Why are activation functions necessary in neural networks?
They introduce non-linearity, enabling the network to model complex patterns beyond linear relationships.
What is the limitation of using a purely linear activation function?
It cannot learn complex patterns and reduces the network to a simple linear regression model.
What advantages do non-linear activation functions provide?
They enable deep networks by allowing backpropagation and stacking multiple layers.
What is the primary issue with the sigmoid function in deep learning?
It suffers from the vanishing gradient problem for very large or very small input values.
When is the softmax function used?
It is used in multi-class classification to convert logits into probability distributions.
How does the tanh function differ from sigmoid?
It maps inputs between -1 and 1, making it better at representing negative and positive relationships.
What problem does tanh suffer from?
It still suffers from the vanishing gradient problem for extreme input values.
What is the mathematical definition of ReLU?
f(x)=max(0,x), meaning it outputs zero for negative inputs and the input itself for positive values.

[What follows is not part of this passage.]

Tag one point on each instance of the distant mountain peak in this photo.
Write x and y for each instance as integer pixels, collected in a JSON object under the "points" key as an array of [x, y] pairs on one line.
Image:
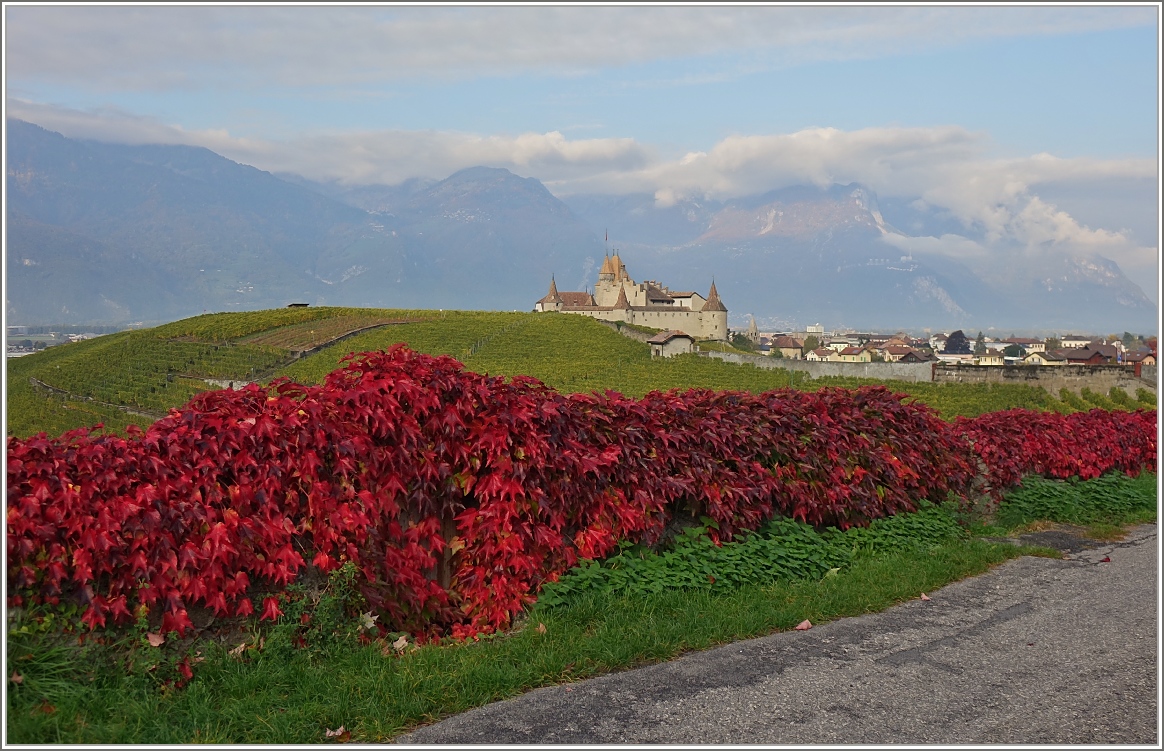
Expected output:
{"points": [[796, 213]]}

What issue does ReLU suffer from?
The “dying ReLU” problem, where neurons output zero for all negative inputs and stop learning.
How does Leaky ReLU address the dying ReLU problem?
It allows a small, non-zero gradient for negative inputs.
Why are activation functions necessary in neural networks?
They introduce non-linearity, enabling the network to learn complex patterns beyond linear transformations.
ReLU
Rectified Linear Unit, a non-linear activation function
Which activation function is best for hidden layers in deep networks?
ReLU is the most commonly used due to its efficiency in training.
Which activation function is preferred in the output layer for binary classification?
Sigmoid
Which activation function is used for multi-class classification?
Softmax
Why must activation functions be differentiable?
So that gradient descent can update the network’s weights using backpropagation.